The USC football team (2-0) came out on top Saturday night with a 17-14 victory over Virginia (1-1), despite failing to establish much consistency throughout the course of the game. The Trojans were outgained in yards and repeatedly hurt themselves with penalties on both sides of the ball, but mustered just enough offensive firepower to put the Cavaliers away.

“[I am] really disappointed in our performance,” said USC coach Lane Kiffin after the game. “They outcoached us. We just had better players and made some plays. I hope you can tell the disappointment in our team and coaching staff. We’re not getting it done.”

Although last week’s game in Hawaii featured a plethora of scoring and a noticeable lack of defense, Saturday’s matchup turned the tables; defense controlled the pace of play, as neither team was able to get on the scoreboard until just less than four minutes were left on the clock in the second quarter.

Sophomore quarterback Matt Barkley was able to complete 20 of 35 passing attempts for 202 yards, but a lackluster running game stalled the Trojan attack, as redshirt junior tailback Marc Tyler was only able to manage 67 yards on 18 rush attempts. Freshman tailback Dillon Baxter’s debut as a Trojan was promising, as the rookie gained 49 yards on just nine attempts, but USC’s rushing corps could not break out of a sluggish start to contribute a score.

“[Running the ball] felt really crowded, like there were bodies everywhere,” Tyler said. “Their defensive line was doing a lot better.”

After a fit of scoring at the end of the half that featured three touchdowns — two by the Trojans to senior tight end Jordan Cameron and redshirt junior wide receiver Brandon Carswell with a Virginia score sandwiched in between — the offensive lull returned in the third quarter as the sides traded possessions with little to show until senior kicker Joe Houston’s field goal late in the fourth quarter put the Trojans up 17-7. A score by the Cavaliers with four seconds left in the game cut the differential to three, but USC was able to fall on an onside kick and run out the clock to seal the victory.

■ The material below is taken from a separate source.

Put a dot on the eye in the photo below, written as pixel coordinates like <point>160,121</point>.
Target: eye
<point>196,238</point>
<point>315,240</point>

Despite the victory and a perfect start to the season, the mood in the USC locker room remained dampened.

“It’s probably the most miserable 2-0 locker room I’ve ever been in,” Kiffin said. “But that’s good, because it means the players understand our expectations and what we want from them.”

Penalties remained a major area of concern for the Trojans, as they were flagged 13 times for 140 yards. A 47-yard touchdown pass to senior wide receiver Ronald Johnson was negated by a holding call, as was a fourth-and-two conversion early in the second half.

“Penalties killed us,” Barkley said. “A lot of crucial plays were called back because of penalties. Our game plan was fine; we were rolling, but we weren’t executing and moving the ball, especially on third down. I definitely think that hurt us. We just need to become more disciplined.”

If there was one positive USC can take from Saturday’s game, it is in the substantial defensive improvement the team made since last week. The Trojans repeatedly stopped the Virginia attack in key situations, including on two red zone trips that could have swung the game in Virginia’s favor. In one instance, with the Cavaliers looming on USC’s four-yard line, sophomore safety T.J. McDonald intercepted a Marc Verica pass in the end zone to return possession to the Trojans and keep the game knotted at 0-0.

“We came into this game with a chip on our shoulder and we stressed the whole week that we were going to finish our plays and tackle. I thought we did that pretty well but there’s still stuff to work on,” McDonald said. “It comes down to preparation. I’m happy with the win and with the way our defense played, but at the same time, you can never be satisfied.”

The Trojans will now have another week to prepare for their last non-conference game at Minnesota and to work on the problems they have identified thus far.

“We need to go back to work, get in the film room [Sunday] and back to the field on Tuesday,” Kiffin said. “We need to improve before we lose a game like this because we play so poorly.”